Default values defined in a protobuf schema like the one that follows are not applied, rather the table defaults are used instead of them:

syntax = "proto2";

message MessageType {
  optional int32 result_per_page = 3 [default = 10];
}

If a message contains oneof and input_format_protobuf_oneof_presence is set, ClickHouse fills column that indicates which field of oneof was found.

syntax = "proto3";

message StringOrString {
  oneof string_oneof {
    string string1 = 1;
    string string2 = 42;
  }
}
CREATE TABLE string_or_string ( string1 String, string2 String, string_oneof Enum('no'=0, 'hello' = 1, 'world' = 42))  Engine=MergeTree ORDER BY tuple();
INSERT INTO string_or_string from INFILE '$CURDIR/data_protobuf/String1' SETTINGS format_schema='$SCHEMADIR/string_or_string.proto:StringOrString' FORMAT ProtobufSingle;
SELECT * FROM string_or_string
   ┌─────────┬─────────┬──────────────┐
   │ string1 │ string2 │ string_oneof │
   ├─────────┼─────────┼──────────────┤
1. │         │ string2 │ world        │
   ├─────────┼─────────┼──────────────┤
2. │ string1 │         │ hello        │
   └─────────┴─────────┴──────────────┘

Name of the column that indicates presence must be the same as the name of oneof. Nested messages are supported (see basic-examples). Allowed types are Int8, UInt8, Int16, UInt16, Int32, UInt32, Int64, UInt64, Enum, Enum8 or Enum16. Enum (as well as Enum8 or Enum16) must contain all oneof' possible tags plus 0 to indicate absence, string representations does not matter.

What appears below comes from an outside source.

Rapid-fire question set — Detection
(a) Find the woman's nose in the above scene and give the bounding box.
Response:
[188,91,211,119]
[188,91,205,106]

The setting input_format_protobuf_oneof_presence is disabled by default

ClickHouse inputs and outputs protobuf messages in the length-delimited format. This means that before every message its length should be written as a variable width integer (varint).

Example usage

Reading and writing data

Example files

The files used in this example are available in the examples repository

In this example we will read some data from a file protobuf_message.bin into a ClickHouse table. We'll then write it back out to a file called protobuf_message_from_clickhouse.bin using the Protobuf format.

Given the file schemafile.proto:

syntax = "proto3";  
  
message MessageType {  
  string name = 1;  
  string surname = 2;  
  uint32 birthDate = 3;  
  repeated string phoneNumbers = 4;  
};
Generating the binary file

If you already know how to serialize and deserialize data in the Protobuf format, you can skip this step.

We'll use Python to serialize some data into protobuf_message.bin and read it into ClickHouse. If there is another language you want to use, see also: "How to read/write length-delimited Protobuf messages in popular languages".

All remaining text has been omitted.